I’d acquired every album that mattered on CD and never played the vinyl, so off it went to Steel Wheels in Newcastle, where I hope it was redistributed to countless happy collectors via its shop and website. (Rob, the voluble guy who runs it, got back in touch some weeks after taking my collection away and informed me that he had found a “rare” Radiohead record among it which he hadn’t spotted when he priced it up at my house and he sent me a cheque for it. What an honest man. That’s how tuned in to the “rarity” of records I am!)

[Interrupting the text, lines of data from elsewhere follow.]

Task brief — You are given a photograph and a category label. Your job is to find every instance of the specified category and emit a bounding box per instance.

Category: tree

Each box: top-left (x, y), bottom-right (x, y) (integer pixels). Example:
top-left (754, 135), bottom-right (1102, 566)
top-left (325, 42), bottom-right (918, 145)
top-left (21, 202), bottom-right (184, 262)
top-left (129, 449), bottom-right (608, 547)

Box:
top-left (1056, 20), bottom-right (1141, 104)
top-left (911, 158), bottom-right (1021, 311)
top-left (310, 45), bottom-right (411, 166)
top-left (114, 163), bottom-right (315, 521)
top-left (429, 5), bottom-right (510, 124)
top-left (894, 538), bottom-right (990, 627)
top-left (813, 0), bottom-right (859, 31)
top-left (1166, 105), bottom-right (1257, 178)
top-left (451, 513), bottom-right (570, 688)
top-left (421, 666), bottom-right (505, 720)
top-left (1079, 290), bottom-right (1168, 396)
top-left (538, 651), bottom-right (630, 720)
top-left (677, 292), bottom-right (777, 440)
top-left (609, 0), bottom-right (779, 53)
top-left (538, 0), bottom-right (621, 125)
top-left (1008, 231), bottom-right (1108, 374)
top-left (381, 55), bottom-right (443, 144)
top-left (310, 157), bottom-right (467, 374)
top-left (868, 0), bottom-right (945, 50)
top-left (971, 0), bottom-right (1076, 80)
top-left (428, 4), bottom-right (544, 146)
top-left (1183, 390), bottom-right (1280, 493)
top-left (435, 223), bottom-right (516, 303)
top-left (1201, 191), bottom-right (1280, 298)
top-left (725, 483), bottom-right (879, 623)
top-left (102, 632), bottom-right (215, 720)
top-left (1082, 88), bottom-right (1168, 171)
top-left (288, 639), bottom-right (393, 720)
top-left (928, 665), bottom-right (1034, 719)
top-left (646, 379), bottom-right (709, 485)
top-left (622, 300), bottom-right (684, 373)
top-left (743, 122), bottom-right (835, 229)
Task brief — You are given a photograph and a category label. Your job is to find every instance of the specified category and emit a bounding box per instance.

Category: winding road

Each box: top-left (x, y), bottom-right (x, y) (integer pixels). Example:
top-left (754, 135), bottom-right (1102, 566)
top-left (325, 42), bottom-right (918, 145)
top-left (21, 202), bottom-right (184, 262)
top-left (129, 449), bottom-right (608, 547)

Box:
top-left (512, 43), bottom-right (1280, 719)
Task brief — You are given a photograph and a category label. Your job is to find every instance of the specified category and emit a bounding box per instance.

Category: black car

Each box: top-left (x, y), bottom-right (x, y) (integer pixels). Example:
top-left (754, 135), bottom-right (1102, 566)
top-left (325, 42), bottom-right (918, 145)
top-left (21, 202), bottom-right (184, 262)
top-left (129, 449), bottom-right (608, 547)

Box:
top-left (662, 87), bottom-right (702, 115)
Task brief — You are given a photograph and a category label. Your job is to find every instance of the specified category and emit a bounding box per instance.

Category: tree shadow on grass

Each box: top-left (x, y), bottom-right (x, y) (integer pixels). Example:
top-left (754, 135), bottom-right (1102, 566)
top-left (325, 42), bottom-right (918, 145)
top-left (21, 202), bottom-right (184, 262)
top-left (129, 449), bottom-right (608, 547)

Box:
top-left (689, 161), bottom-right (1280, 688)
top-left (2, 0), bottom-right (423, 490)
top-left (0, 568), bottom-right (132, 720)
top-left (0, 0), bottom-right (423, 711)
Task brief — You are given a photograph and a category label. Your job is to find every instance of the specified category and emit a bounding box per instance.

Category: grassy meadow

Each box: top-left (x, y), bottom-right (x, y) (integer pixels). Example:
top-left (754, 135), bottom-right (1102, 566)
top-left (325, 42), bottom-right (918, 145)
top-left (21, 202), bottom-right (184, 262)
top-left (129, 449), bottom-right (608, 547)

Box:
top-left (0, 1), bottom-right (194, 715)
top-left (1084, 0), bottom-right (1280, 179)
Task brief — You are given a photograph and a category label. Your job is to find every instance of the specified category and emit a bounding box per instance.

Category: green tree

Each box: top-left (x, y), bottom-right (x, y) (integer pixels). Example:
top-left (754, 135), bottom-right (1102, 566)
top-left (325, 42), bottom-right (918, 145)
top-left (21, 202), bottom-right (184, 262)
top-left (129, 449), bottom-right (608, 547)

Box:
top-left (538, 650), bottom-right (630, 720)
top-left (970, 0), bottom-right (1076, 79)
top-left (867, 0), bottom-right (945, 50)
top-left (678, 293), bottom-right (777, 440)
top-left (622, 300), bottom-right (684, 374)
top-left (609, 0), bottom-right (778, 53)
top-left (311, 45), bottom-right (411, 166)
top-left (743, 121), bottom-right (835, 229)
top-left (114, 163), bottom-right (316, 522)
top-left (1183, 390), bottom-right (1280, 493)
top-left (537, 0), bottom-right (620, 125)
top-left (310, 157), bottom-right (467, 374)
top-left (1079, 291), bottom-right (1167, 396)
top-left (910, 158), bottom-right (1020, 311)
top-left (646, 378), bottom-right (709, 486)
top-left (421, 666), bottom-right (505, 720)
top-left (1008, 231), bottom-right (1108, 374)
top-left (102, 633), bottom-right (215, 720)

Frank Wilson’s unreleased pressing of Do I Love You (Indeed I Do) is the most valuable Northern Soul single ever. There are only a couple of copies of the 1965 original in circulation, which explains that. As it happens, it’s also one of the best known Northern Soul records. It’s in The 143 for neither of those two reasons. It’s in because I just love it; even a stint as the music to a KFC advert couldn’t destroy its magic. In common with every song knighted by northern treasure hunters, it has a chequered history and the power to make white men dance like loons.

Guess what? I didn’t really get a handle of what Northern Soul even was until the earliest days of working on 6 Music. I was aware of its importance in certain clubs in the North of England, thanks to the tales told by my friend Stuart Maconie, which had opened my eyes to the “scene”, but as for individual records? I was pretty clueless.

What’s particularly sweet about my long overdue conversion to the simple pleasures of obscure US soul cuts that had found new currency among DJs and scenesters in Wigan, Manchester, Blackpool and Stoke in the 60s and 70s, is that my magpie-like swoop on a kaleidoscope of musical genres in order to spice up the predominantly Caucasian 6 Music playlists in 2002-03 was overseen and encouraged by my producer, whose name – as older listeners will remember – was Frank Wilson. I took enormous pleasure in broadening my mind to reggae, ska, blues and old-style R&B through Frank’s deep love of black music, and snaffled up compilations aplenty – usually purchased with my own money round the corner at HMV on Oxford Street. The “show copy” of The Best Northern Soul All-Nighter Ever, a double-CD containing pretty much every key “side” at the top of the genre, became studio-worn very quickly, not least thanks to a simple feature called Northern Soul O’Clock. But some tunes would recur, and the “other” Frank Wilson’s was one of them.

Having read up on him, Wilson was a producer hired by Berry Gordy in ’65 who would go on to record the Supremes, Marvin Gaye, the Temptations and the Four Tops, and this was his only vocal recording, whose demo copies were deleted either by Wilson or Gordy, hence the rarity. Typically of Motown soul recordings of the era, you can hear the room, with arrangement coming at you from every corner: those exquisite vibes, strings and brass rising up around Wilson’s carefree voice as he answers his own rhetorical query. The rat-tat-rat-a-tat drum signature hallmarks the kind of record later pressed into service on the sprung dancefloors of Lancashire, but it’s the chiming notes that single this song out. We must assume the sterling work of Motown house band the Funk Brothers throughout, but there’s accompaniment all over the place, creating a joyous, celebratory racket against the pre-Dolby hiss. You can really explore the space on headphones, but frankly, it’s designed to be heard at the hop, two and a half Detroit minutes of affirmation.

I am the same age as this record. I hope I have aged as well as it, although I suspect Do I Love You will be around forever more. Indeed I do.